© Muzeum Pałacu Króla Jana III w Wilanowie
Kolekcja   Kolekcja   |   09.09.2015

Glass Vessels Carrying the Coat of Arms of Hetman Adam Mikołaj Sieniawski

  • Rzemiosło artystyczne
  • Crystal glass works in the Lubaczów district
  • Lubaczów
  • 1718-1726
  • Transparent glass, polished and carved
  • "Carp-scales" polished goblet fitted with a cover: 30.5 x Ø 11.2 cm; Goblet with cover: 25.6 x Ø 12.1 cm; Faceted goblet with cover: 6 x Ø 9.6 cm
  • Wil.20; Wil.19; Wil.29

Goblets decorated with the "Leliwa" coat of arms are connected with the 18th-century owners of Wilanów. In 1720, Elżbieta z Lubomirskich purchased the Wilanów estate from crown prince Konstanty Sobieski. At that time, Poland's first magnate-owned crystal glass factory was already in operation in the district of Lubaczów, owned by her husband, Grand Crown Hetman Adam Mikołaj Sieniawski (1666-1726). In 1717, work began in the factory to launch a line of luxury glass products (including candelabra) to match the quality of the royal glass works in Bielany near Warsaw and other renowned European centres.

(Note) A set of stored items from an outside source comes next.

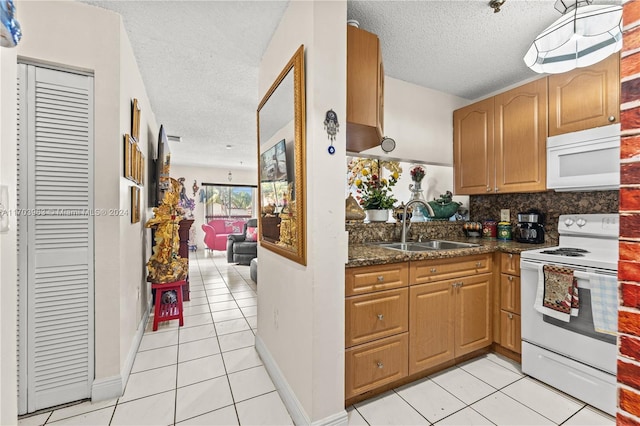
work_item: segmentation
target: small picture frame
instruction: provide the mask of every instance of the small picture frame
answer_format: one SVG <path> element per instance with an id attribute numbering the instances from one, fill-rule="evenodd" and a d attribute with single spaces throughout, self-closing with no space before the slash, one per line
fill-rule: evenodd
<path id="1" fill-rule="evenodd" d="M 140 140 L 140 105 L 136 98 L 131 101 L 131 136 L 136 141 Z"/>
<path id="2" fill-rule="evenodd" d="M 131 223 L 140 222 L 140 188 L 131 187 Z"/>
<path id="3" fill-rule="evenodd" d="M 134 141 L 130 135 L 124 135 L 124 177 L 133 178 Z"/>

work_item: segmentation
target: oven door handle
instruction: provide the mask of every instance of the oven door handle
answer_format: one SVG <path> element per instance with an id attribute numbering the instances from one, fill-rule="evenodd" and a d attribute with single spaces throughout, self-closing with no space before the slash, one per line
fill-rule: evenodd
<path id="1" fill-rule="evenodd" d="M 530 261 L 521 259 L 520 269 L 535 270 L 538 274 L 542 274 L 542 267 L 545 264 L 546 263 L 530 262 Z M 584 289 L 591 289 L 591 278 L 594 277 L 595 275 L 606 275 L 606 276 L 612 276 L 612 277 L 615 277 L 618 275 L 617 271 L 606 271 L 602 269 L 596 270 L 592 268 L 575 269 L 575 268 L 571 268 L 570 266 L 567 266 L 567 268 L 573 269 L 574 277 L 578 278 L 579 280 L 586 281 L 586 284 L 580 283 L 580 285 L 578 285 L 578 287 L 584 288 Z"/>

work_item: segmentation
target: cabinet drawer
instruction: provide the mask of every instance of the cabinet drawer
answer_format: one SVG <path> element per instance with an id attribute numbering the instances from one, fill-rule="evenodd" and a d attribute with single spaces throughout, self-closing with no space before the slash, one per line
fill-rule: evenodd
<path id="1" fill-rule="evenodd" d="M 500 274 L 500 309 L 520 313 L 520 277 Z"/>
<path id="2" fill-rule="evenodd" d="M 500 272 L 520 276 L 520 255 L 513 253 L 500 254 Z"/>
<path id="3" fill-rule="evenodd" d="M 517 353 L 522 353 L 520 315 L 500 311 L 500 345 Z"/>
<path id="4" fill-rule="evenodd" d="M 403 262 L 347 268 L 344 281 L 346 296 L 406 287 L 409 282 L 409 265 Z"/>
<path id="5" fill-rule="evenodd" d="M 387 290 L 345 300 L 345 347 L 407 331 L 409 289 Z"/>
<path id="6" fill-rule="evenodd" d="M 491 272 L 490 254 L 410 262 L 411 285 Z"/>
<path id="7" fill-rule="evenodd" d="M 375 389 L 407 375 L 407 333 L 345 351 L 345 398 Z"/>

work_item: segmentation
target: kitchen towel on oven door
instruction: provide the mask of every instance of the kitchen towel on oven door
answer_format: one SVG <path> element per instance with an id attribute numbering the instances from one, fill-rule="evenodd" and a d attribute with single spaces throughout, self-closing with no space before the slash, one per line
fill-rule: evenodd
<path id="1" fill-rule="evenodd" d="M 589 278 L 593 326 L 598 333 L 618 334 L 618 278 L 594 274 Z"/>
<path id="2" fill-rule="evenodd" d="M 573 269 L 543 265 L 538 271 L 538 288 L 533 306 L 538 312 L 569 322 L 578 316 L 578 281 Z"/>

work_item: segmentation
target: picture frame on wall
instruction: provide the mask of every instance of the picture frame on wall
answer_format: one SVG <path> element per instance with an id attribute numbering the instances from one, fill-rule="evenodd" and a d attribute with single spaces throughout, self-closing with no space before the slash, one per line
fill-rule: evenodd
<path id="1" fill-rule="evenodd" d="M 138 99 L 131 101 L 131 136 L 137 141 L 140 140 L 140 105 Z"/>
<path id="2" fill-rule="evenodd" d="M 133 145 L 134 141 L 130 135 L 124 135 L 124 177 L 133 178 Z"/>
<path id="3" fill-rule="evenodd" d="M 140 222 L 140 188 L 131 187 L 131 223 Z"/>

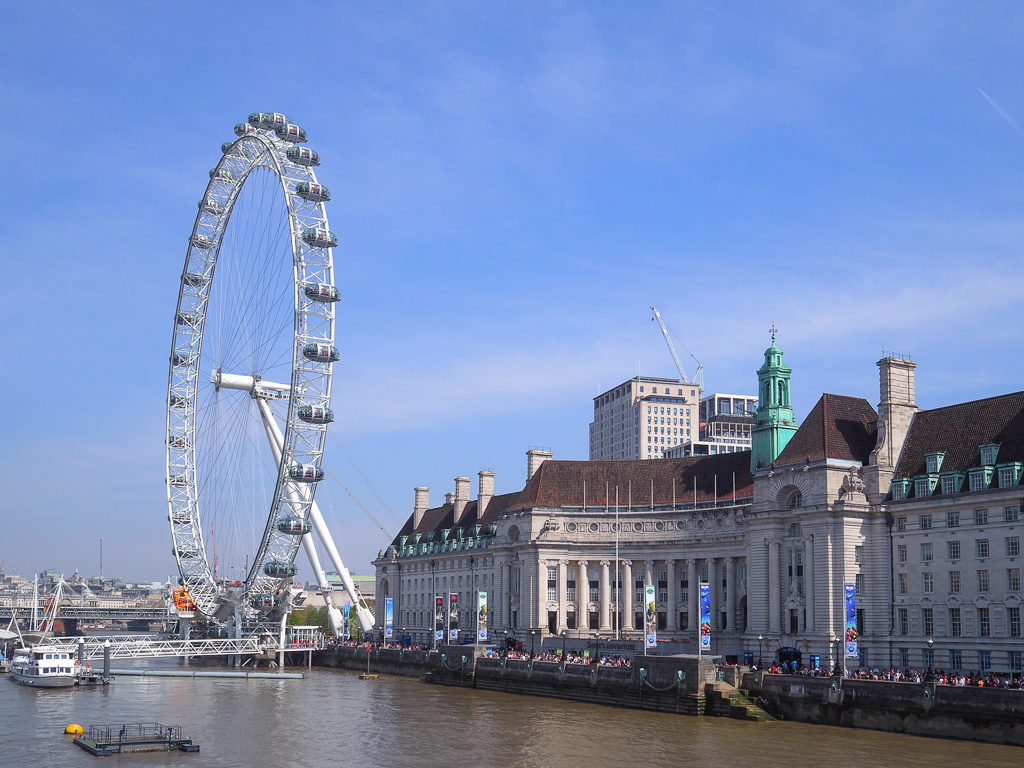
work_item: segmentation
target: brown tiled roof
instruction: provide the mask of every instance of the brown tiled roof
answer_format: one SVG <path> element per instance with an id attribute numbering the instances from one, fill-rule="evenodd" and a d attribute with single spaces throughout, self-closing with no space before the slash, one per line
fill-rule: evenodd
<path id="1" fill-rule="evenodd" d="M 540 465 L 523 490 L 494 496 L 482 520 L 476 520 L 476 500 L 470 501 L 463 512 L 463 525 L 495 522 L 506 510 L 579 506 L 583 502 L 584 481 L 587 484 L 587 504 L 590 506 L 604 505 L 607 485 L 609 503 L 615 503 L 617 487 L 619 505 L 625 507 L 630 502 L 631 483 L 633 506 L 649 506 L 652 482 L 654 504 L 671 504 L 673 490 L 677 503 L 692 504 L 695 482 L 697 502 L 709 502 L 715 499 L 716 478 L 718 499 L 724 501 L 732 498 L 734 475 L 737 501 L 749 501 L 754 495 L 754 482 L 750 476 L 750 451 L 639 461 L 548 459 Z M 415 530 L 410 515 L 392 544 L 398 546 L 401 536 L 451 528 L 453 513 L 451 504 L 428 509 Z"/>
<path id="2" fill-rule="evenodd" d="M 999 443 L 996 462 L 1024 461 L 1024 392 L 918 411 L 896 464 L 896 477 L 925 472 L 925 454 L 943 451 L 942 471 L 981 464 L 979 446 Z"/>
<path id="3" fill-rule="evenodd" d="M 775 463 L 848 459 L 867 464 L 877 435 L 878 414 L 867 400 L 825 393 Z"/>

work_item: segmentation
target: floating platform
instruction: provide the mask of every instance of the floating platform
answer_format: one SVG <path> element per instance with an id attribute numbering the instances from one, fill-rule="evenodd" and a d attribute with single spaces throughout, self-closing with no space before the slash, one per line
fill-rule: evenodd
<path id="1" fill-rule="evenodd" d="M 93 755 L 127 752 L 198 752 L 199 745 L 181 735 L 181 726 L 161 723 L 90 725 L 74 743 Z"/>
<path id="2" fill-rule="evenodd" d="M 380 675 L 376 672 L 363 672 L 359 675 L 360 680 L 380 680 Z"/>
<path id="3" fill-rule="evenodd" d="M 112 669 L 115 675 L 128 675 L 140 677 L 239 677 L 246 680 L 301 680 L 301 672 L 232 672 L 216 670 L 191 670 L 191 669 L 143 669 L 141 667 L 129 669 Z"/>

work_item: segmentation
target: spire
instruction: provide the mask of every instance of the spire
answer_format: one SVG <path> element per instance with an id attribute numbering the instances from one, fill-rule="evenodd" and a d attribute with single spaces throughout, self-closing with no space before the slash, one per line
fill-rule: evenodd
<path id="1" fill-rule="evenodd" d="M 779 329 L 774 321 L 768 332 L 772 343 L 764 351 L 764 364 L 757 370 L 758 403 L 751 435 L 751 471 L 774 462 L 797 430 L 789 392 L 793 370 L 782 361 L 782 350 L 775 344 Z"/>

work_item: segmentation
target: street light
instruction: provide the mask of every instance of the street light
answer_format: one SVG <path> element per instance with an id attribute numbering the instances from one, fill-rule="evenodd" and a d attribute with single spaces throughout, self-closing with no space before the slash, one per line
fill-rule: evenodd
<path id="1" fill-rule="evenodd" d="M 505 650 L 502 651 L 501 657 L 503 659 L 508 658 L 508 627 L 505 627 Z"/>
<path id="2" fill-rule="evenodd" d="M 533 641 L 534 641 L 534 639 L 536 637 L 537 637 L 537 630 L 536 629 L 531 629 L 530 630 L 530 658 L 531 659 L 533 658 Z"/>
<path id="3" fill-rule="evenodd" d="M 569 637 L 569 630 L 563 629 L 562 635 L 562 667 L 565 667 L 565 639 Z"/>
<path id="4" fill-rule="evenodd" d="M 594 633 L 594 663 L 601 663 L 601 633 Z"/>
<path id="5" fill-rule="evenodd" d="M 840 665 L 840 659 L 842 658 L 843 639 L 841 637 L 839 637 L 839 635 L 835 635 L 832 638 L 832 644 L 835 645 L 835 647 L 836 647 L 836 663 L 832 667 L 832 674 L 833 675 L 839 675 L 839 674 L 842 674 L 842 668 L 839 665 Z"/>
<path id="6" fill-rule="evenodd" d="M 760 671 L 764 668 L 764 659 L 761 658 L 761 647 L 764 644 L 764 635 L 759 634 L 757 636 L 757 669 Z"/>
<path id="7" fill-rule="evenodd" d="M 935 646 L 935 641 L 932 638 L 928 638 L 928 670 L 925 672 L 925 679 L 931 679 L 932 667 L 935 666 L 935 651 L 932 648 Z"/>

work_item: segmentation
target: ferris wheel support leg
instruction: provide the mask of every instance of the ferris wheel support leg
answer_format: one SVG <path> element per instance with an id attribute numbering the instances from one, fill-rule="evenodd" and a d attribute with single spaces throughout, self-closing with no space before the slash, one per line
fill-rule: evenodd
<path id="1" fill-rule="evenodd" d="M 263 420 L 263 429 L 267 433 L 267 440 L 270 442 L 270 450 L 274 454 L 274 460 L 280 465 L 281 455 L 284 452 L 284 435 L 281 434 L 281 428 L 277 425 L 274 420 L 274 414 L 270 410 L 270 406 L 266 400 L 257 398 L 256 404 L 259 407 L 260 418 Z M 296 500 L 297 501 L 297 500 Z M 368 632 L 373 628 L 373 614 L 370 613 L 369 609 L 363 605 L 359 599 L 359 594 L 355 590 L 355 585 L 352 583 L 352 576 L 348 572 L 348 568 L 341 560 L 341 554 L 338 552 L 338 548 L 334 544 L 334 539 L 331 538 L 331 532 L 327 529 L 327 524 L 324 522 L 323 515 L 320 514 L 320 508 L 316 505 L 316 501 L 310 502 L 309 505 L 309 518 L 313 524 L 313 529 L 316 531 L 317 536 L 320 537 L 321 543 L 327 550 L 328 556 L 331 558 L 331 562 L 337 569 L 338 574 L 341 576 L 341 582 L 345 587 L 345 591 L 348 593 L 349 601 L 352 607 L 355 609 L 356 616 L 359 619 L 359 625 L 363 628 L 364 632 Z M 331 630 L 334 632 L 336 637 L 340 637 L 341 631 L 341 616 L 337 608 L 334 607 L 333 601 L 331 600 L 331 585 L 327 581 L 327 574 L 324 573 L 323 568 L 320 566 L 320 558 L 316 554 L 316 549 L 313 546 L 312 536 L 306 534 L 302 537 L 303 546 L 306 548 L 306 555 L 309 557 L 310 564 L 316 573 L 317 581 L 320 584 L 320 589 L 324 596 L 324 603 L 327 606 L 327 615 L 331 622 Z"/>

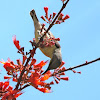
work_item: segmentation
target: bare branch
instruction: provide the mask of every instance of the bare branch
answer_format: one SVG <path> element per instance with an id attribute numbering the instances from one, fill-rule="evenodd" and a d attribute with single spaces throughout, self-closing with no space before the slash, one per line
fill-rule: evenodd
<path id="1" fill-rule="evenodd" d="M 92 60 L 92 61 L 89 61 L 89 62 L 80 64 L 80 65 L 77 65 L 77 66 L 74 66 L 74 67 L 67 68 L 67 69 L 65 69 L 65 70 L 63 70 L 63 71 L 59 71 L 58 73 L 55 73 L 55 74 L 59 74 L 59 73 L 61 73 L 61 72 L 65 72 L 65 71 L 73 70 L 73 69 L 75 69 L 75 68 L 79 68 L 79 67 L 82 67 L 82 66 L 86 66 L 86 65 L 89 65 L 89 64 L 91 64 L 91 63 L 97 62 L 97 61 L 99 61 L 99 60 L 100 60 L 100 58 L 97 58 L 97 59 L 95 59 L 95 60 Z M 54 74 L 53 74 L 52 76 L 54 76 Z"/>
<path id="2" fill-rule="evenodd" d="M 30 85 L 29 84 L 26 84 L 24 87 L 20 88 L 19 90 L 23 90 L 23 89 L 25 89 L 28 86 L 30 86 Z"/>

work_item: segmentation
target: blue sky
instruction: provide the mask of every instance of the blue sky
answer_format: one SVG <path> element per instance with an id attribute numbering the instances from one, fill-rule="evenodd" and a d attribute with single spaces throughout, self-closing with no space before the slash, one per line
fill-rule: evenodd
<path id="1" fill-rule="evenodd" d="M 13 35 L 16 35 L 26 51 L 31 48 L 29 40 L 34 37 L 34 25 L 29 12 L 35 9 L 40 22 L 44 23 L 40 19 L 40 16 L 44 15 L 44 6 L 49 7 L 50 13 L 58 12 L 62 2 L 61 0 L 0 1 L 0 59 L 6 61 L 9 57 L 16 62 L 16 59 L 21 58 L 13 45 Z M 66 62 L 64 66 L 68 68 L 100 57 L 100 0 L 70 0 L 63 13 L 69 14 L 70 19 L 55 25 L 51 31 L 55 37 L 61 39 L 63 61 Z M 35 58 L 37 62 L 49 59 L 39 49 Z M 2 64 L 0 69 L 2 81 L 6 71 L 2 68 Z M 50 94 L 29 87 L 17 100 L 100 100 L 100 62 L 78 68 L 76 71 L 81 71 L 82 74 L 66 72 L 69 81 L 53 85 L 53 92 Z"/>

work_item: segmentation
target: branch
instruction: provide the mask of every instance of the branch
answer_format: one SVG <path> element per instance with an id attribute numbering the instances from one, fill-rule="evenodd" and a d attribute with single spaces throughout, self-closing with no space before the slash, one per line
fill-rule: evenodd
<path id="1" fill-rule="evenodd" d="M 37 47 L 35 47 L 35 48 L 33 48 L 33 51 L 34 51 L 34 54 L 35 54 L 35 50 L 37 49 Z M 33 55 L 34 56 L 34 55 Z M 23 68 L 23 70 L 22 70 L 22 72 L 21 72 L 21 74 L 20 74 L 20 76 L 19 76 L 19 79 L 18 79 L 18 82 L 17 82 L 17 85 L 16 85 L 16 87 L 15 87 L 15 89 L 18 89 L 18 87 L 19 87 L 19 85 L 20 85 L 20 82 L 21 82 L 21 80 L 22 80 L 22 76 L 23 76 L 23 74 L 24 74 L 24 72 L 25 72 L 25 68 L 26 68 L 26 66 L 28 65 L 28 63 L 29 63 L 29 61 L 30 61 L 30 59 L 31 59 L 31 54 L 30 54 L 30 56 L 27 58 L 27 61 L 26 61 L 26 64 L 24 65 L 24 68 Z"/>
<path id="2" fill-rule="evenodd" d="M 24 87 L 20 88 L 19 90 L 23 90 L 23 89 L 25 89 L 28 86 L 30 86 L 30 85 L 29 84 L 26 84 Z"/>
<path id="3" fill-rule="evenodd" d="M 43 34 L 43 36 L 40 38 L 40 41 L 37 43 L 37 47 L 39 45 L 39 43 L 41 42 L 41 40 L 43 40 L 43 37 L 48 33 L 48 31 L 52 28 L 52 26 L 54 25 L 56 19 L 58 18 L 58 16 L 60 15 L 60 13 L 64 10 L 64 8 L 66 7 L 66 5 L 68 4 L 69 0 L 67 0 L 63 6 L 61 7 L 60 11 L 58 12 L 58 14 L 56 15 L 56 17 L 54 18 L 54 20 L 52 21 L 52 23 L 49 25 L 49 27 L 47 28 L 45 34 Z"/>
<path id="4" fill-rule="evenodd" d="M 92 61 L 89 61 L 89 62 L 80 64 L 80 65 L 77 65 L 77 66 L 74 66 L 74 67 L 67 68 L 67 69 L 65 69 L 65 70 L 63 70 L 63 71 L 60 70 L 58 73 L 55 73 L 55 74 L 59 74 L 59 73 L 61 73 L 61 72 L 65 72 L 65 71 L 73 70 L 73 69 L 75 69 L 75 68 L 79 68 L 79 67 L 82 67 L 82 66 L 86 66 L 86 65 L 89 65 L 89 64 L 91 64 L 91 63 L 97 62 L 97 61 L 99 61 L 99 60 L 100 60 L 100 58 L 97 58 L 97 59 L 95 59 L 95 60 L 92 60 Z M 52 76 L 54 76 L 54 74 L 52 74 Z"/>
<path id="5" fill-rule="evenodd" d="M 36 49 L 39 47 L 39 43 L 43 40 L 43 37 L 46 35 L 46 33 L 48 33 L 48 31 L 52 28 L 52 26 L 54 25 L 54 22 L 56 21 L 56 19 L 57 19 L 58 16 L 60 15 L 60 13 L 63 11 L 63 9 L 66 7 L 66 5 L 68 4 L 68 2 L 69 2 L 69 0 L 67 0 L 67 1 L 63 4 L 62 8 L 61 8 L 60 11 L 58 12 L 58 14 L 56 15 L 56 17 L 55 17 L 54 20 L 52 21 L 52 23 L 49 25 L 49 27 L 48 27 L 48 29 L 46 30 L 45 34 L 40 38 L 39 42 L 38 42 L 38 43 L 36 44 L 36 46 L 35 46 L 34 53 L 35 53 Z M 33 49 L 34 49 L 34 48 L 33 48 Z M 34 56 L 34 55 L 33 55 L 33 56 Z M 24 74 L 24 72 L 25 72 L 25 68 L 26 68 L 26 66 L 28 65 L 28 63 L 29 63 L 31 57 L 32 57 L 32 56 L 31 56 L 31 54 L 30 54 L 29 58 L 27 58 L 26 64 L 24 65 L 24 68 L 23 68 L 23 70 L 22 70 L 22 72 L 21 72 L 21 74 L 20 74 L 20 76 L 19 76 L 19 79 L 18 79 L 18 82 L 17 82 L 17 85 L 16 85 L 15 89 L 18 89 L 18 87 L 19 87 L 19 85 L 20 85 L 20 82 L 21 82 L 21 79 L 22 79 L 22 76 L 23 76 L 23 74 Z"/>

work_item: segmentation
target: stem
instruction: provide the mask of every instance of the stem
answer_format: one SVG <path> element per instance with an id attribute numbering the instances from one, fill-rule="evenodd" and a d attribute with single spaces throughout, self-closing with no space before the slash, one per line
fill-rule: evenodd
<path id="1" fill-rule="evenodd" d="M 30 85 L 29 84 L 26 84 L 24 87 L 20 88 L 19 90 L 23 90 L 23 89 L 25 89 L 28 86 L 30 86 Z"/>
<path id="2" fill-rule="evenodd" d="M 35 50 L 37 49 L 37 47 L 35 47 Z M 33 49 L 34 50 L 34 49 Z M 34 54 L 35 54 L 35 52 L 34 52 Z M 34 56 L 34 55 L 33 55 Z M 25 72 L 25 68 L 26 68 L 26 66 L 28 65 L 28 63 L 29 63 L 29 61 L 30 61 L 30 59 L 31 59 L 31 54 L 30 54 L 30 56 L 27 58 L 27 61 L 26 61 L 26 64 L 24 65 L 24 68 L 23 68 L 23 70 L 22 70 L 22 72 L 21 72 L 21 74 L 20 74 L 20 76 L 19 76 L 19 79 L 18 79 L 18 82 L 17 82 L 17 85 L 16 85 L 16 87 L 15 87 L 15 89 L 18 89 L 18 87 L 19 87 L 19 85 L 20 85 L 20 82 L 21 82 L 21 80 L 22 80 L 22 76 L 23 76 L 23 74 L 24 74 L 24 72 Z"/>
<path id="3" fill-rule="evenodd" d="M 55 73 L 55 74 L 59 74 L 61 72 L 65 72 L 65 71 L 69 71 L 69 70 L 72 70 L 72 69 L 75 69 L 75 68 L 79 68 L 79 67 L 82 67 L 82 66 L 86 66 L 86 65 L 89 65 L 89 64 L 94 63 L 94 62 L 99 61 L 99 60 L 100 60 L 100 58 L 97 58 L 95 60 L 92 60 L 92 61 L 89 61 L 89 62 L 80 64 L 80 65 L 77 65 L 77 66 L 74 66 L 74 67 L 67 68 L 64 71 L 59 71 L 58 73 Z M 54 76 L 55 74 L 52 74 L 52 76 Z"/>

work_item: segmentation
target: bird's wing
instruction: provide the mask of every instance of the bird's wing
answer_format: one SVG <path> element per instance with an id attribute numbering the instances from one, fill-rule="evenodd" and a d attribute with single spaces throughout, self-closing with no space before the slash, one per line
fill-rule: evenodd
<path id="1" fill-rule="evenodd" d="M 53 54 L 53 57 L 49 64 L 49 69 L 56 69 L 61 64 L 60 59 L 58 59 L 57 55 Z"/>

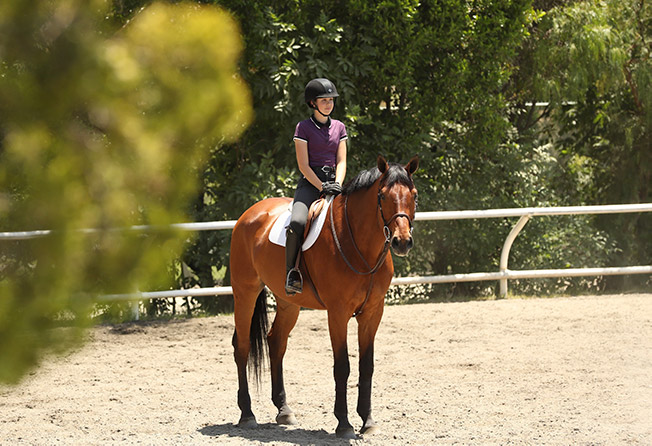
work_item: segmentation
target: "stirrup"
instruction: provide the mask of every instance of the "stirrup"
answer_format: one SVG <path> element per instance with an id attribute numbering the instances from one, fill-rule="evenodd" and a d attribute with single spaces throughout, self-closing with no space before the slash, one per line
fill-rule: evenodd
<path id="1" fill-rule="evenodd" d="M 299 279 L 297 280 L 295 277 L 290 277 L 292 273 L 297 273 Z M 288 275 L 285 278 L 285 292 L 288 296 L 303 292 L 303 276 L 301 275 L 299 268 L 292 268 L 288 271 Z"/>

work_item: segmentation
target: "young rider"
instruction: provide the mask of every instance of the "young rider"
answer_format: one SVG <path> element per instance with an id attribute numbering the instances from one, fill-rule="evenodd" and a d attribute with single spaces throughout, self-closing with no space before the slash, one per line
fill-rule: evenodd
<path id="1" fill-rule="evenodd" d="M 294 132 L 302 176 L 294 193 L 292 218 L 286 228 L 285 292 L 289 295 L 303 291 L 303 279 L 296 263 L 308 209 L 320 195 L 342 192 L 346 176 L 346 128 L 341 121 L 330 117 L 339 96 L 335 85 L 328 79 L 313 79 L 306 85 L 304 96 L 312 116 L 299 122 Z"/>

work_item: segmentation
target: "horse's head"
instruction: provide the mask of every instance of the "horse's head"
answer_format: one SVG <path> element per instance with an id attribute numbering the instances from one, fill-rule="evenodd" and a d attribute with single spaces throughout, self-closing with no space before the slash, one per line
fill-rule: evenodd
<path id="1" fill-rule="evenodd" d="M 392 250 L 398 256 L 405 256 L 414 246 L 412 220 L 417 207 L 417 189 L 412 174 L 419 167 L 419 158 L 413 157 L 405 166 L 388 164 L 378 157 L 381 173 L 378 190 L 378 207 L 383 219 L 385 237 L 391 240 Z"/>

To realize this ambition, foreign production specialists were employed in the early period. Fortunately preserved in the Wilanów collection, these excellent early products show that Sieniawski achieved his goal. The fragile output of the crystal glass works is very scantily represented in modern Polish collections. The two "carp scales" polished goblets and three faceted ones in the Wilanów collection suggests that they were originally part of two large sets of identically decorated vessels.

The "museum" history of goblets carrying Sieniawski's coat of arms begins in the times of Aleksander Potocki, when they were first identified as belonging to a separate set among other glass products exhibited in a special room on the first floor of the Palace (although the coat of arms was misinterpreted at the time as belonging to the Tarmowski family). The largest goblet was presented in 1856 as part of an Antiquities and Artworks Exhibition, and its detailed catalogue description includes its cover. This is how we know that the original cover (with an engraved decoration matching the floral wreath at the foot) no longer existed at the time of the Exhibition. Although its replacement (decorated with a matte vine branch) was likewise manufactured at the Crystal Glass Works and was the right shape and size, it was nonetheless decorated by a less accomplished engraver.